Dr. Bahna advised considering multiple factors when interpreting skin testing or specific IgE results. These include the total IgE level, the patient's age, the type of allergy manifestation, the severity of allergy manifestation, the food allergen, the degree of exposure to the food, and the duration of avoidance of the food prior to testing.

According to numerous studies cited by Dr. Bahna, the challenge test confirmed that only about 30% of the suspected foods were truly causing the symptoms and only half of patients suspected of having food allergy were allergic to a food.

To avoid bias, Dr.

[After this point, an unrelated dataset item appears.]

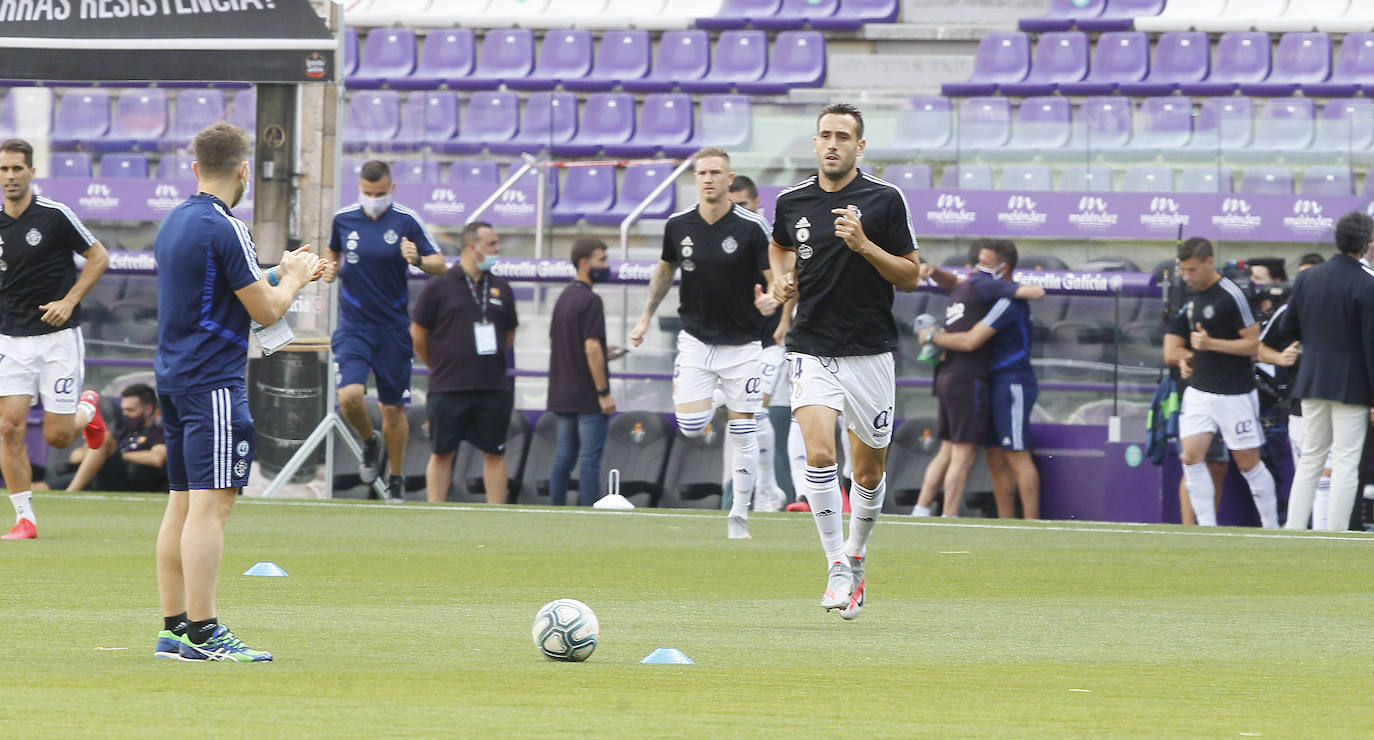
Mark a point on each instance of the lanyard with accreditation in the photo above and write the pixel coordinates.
(484, 332)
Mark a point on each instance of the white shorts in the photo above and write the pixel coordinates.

Bahna recommends that the challenge test be done in a blind, placebo-controlled fashion, particularly in older children and adults. Once the truly offending foods are identified, an elimination diet would be easy to follow to control symptoms. The immune system is likely to overcome such hypersensitivity, and tolerance of the food becomes more likely.

When asked why he thought people overestimated food allergy, Dr. Fiocchi said that "people like attributing adverse reactions and feelings to food. In the United States and Europe, many people go to alternative practitioners who use tests that measure the thoughts of people after eating different foods. They might attribute food allergies to symptoms such as depression, obesity, sexual disorders, and so on. There are all sorts of symptoms that cannot really be attributed to food allergies," he noted.

Dr. Bahna and Dr. Fiocchi have disclosed no relevant financial relationships.

World Allergy Organization (WAO) 2010 International Scientific Conference. Presented December 5, 2010.